El 21 de diciembre era el aniversario de la ordenación sacerdotal de Eugenio.
“Me hubiera gustado pasar este día en retiro, pero tuve que ir a casa de la persona que el Santo Padre me había indicado.”
Diario en Roma, Diciembre 21, 1825, EO XVII
Así que después de celebrar la Misa en la tumba de San Pedro, donde colocó el manuscrito de las Reglas Oblatas, se dirigió a la dirección que le dio el Papa, casa del Arcipestre Pietro Adinolfi, Sub-Secretario para la Congregación de Obispos y Habituales. Ahí recibió una cálida bienvenida, no así la esperanza del éxito de su solicitud de la aprobación formal de los Oblatos.
“El Arcipreste no estaba en casa, por lo que esperé más de dos horas. Llegó por fin y me recibió, como mi ángel ha dispuesto me reciban todos aquí. Era la hora de la comida, aunque no quiso me preocupara por ello; me escuchó con gran amabilidad, haciendo leer mi pequeño resumen, comprendiendo perfectamente su sentido. Es un hombre con experiencia y muy inteligente; vi que con él podría ir muy lejos y terminé por presentarle el volumen de inmediato. Me dijo que lo leería aquella misma tarde y que su informe estaría listo para presentarse el viernes al Santo Padre.

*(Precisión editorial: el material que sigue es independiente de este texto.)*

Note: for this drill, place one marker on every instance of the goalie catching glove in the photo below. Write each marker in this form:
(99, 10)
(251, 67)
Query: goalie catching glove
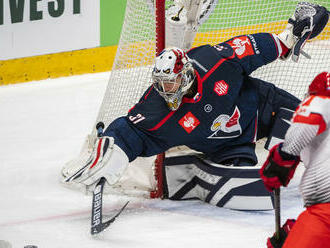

“No le prometo, me dijo, no hacer algunos comentarios, es decir correcciones y observaciones; pero ojeándolo, veo que es bueno”. Siguió hablándome con mucha franqueza y no me ocultó que había que esperar cuando mucho un “laudanda” [ed. reconocimiento y aliento al buen trabajo realizado]. Después de leerlo, cada cardenal elegido daría su voto y cada ponente su informe; tal era la costumbre y así serían sus conclusiones. Le confieso que su discurso me dejó asombrado; estuve un momento indeciso, a punto de recoger mi libro y renunciar a lo que me parecía más difícil de lograr. Sin embargo, no lo hice, por respeto al Papa, pues él mismo me dio esta dirección; y con confianza en la divina Providencia que me había protegido tan claramente hasta entonces, dije al Sr. Arcipreste: “Dejo este asunto en sus manos; sólo pido el cumplimiento del plan de Dios”.
Nos despedimos muy animados y me citó el sábado por la mañana, día siguiente de su audiencia del viernes por la tarde. Había pasado más de hora y media con él, retrasado su comida por igual, y ese hombre muy sincero en sus modales, acostumbrado a hacer antesala con los Generales de Ordenes y Obispos que dependen de su dirección, no mostró cansancio con mi larga conversación, ni me dió señal de aburrimiento, siendo encantador hasta el final. Consideré eso como una especie de milagro, que me daba grandes esperanzas para nuestro asunto.”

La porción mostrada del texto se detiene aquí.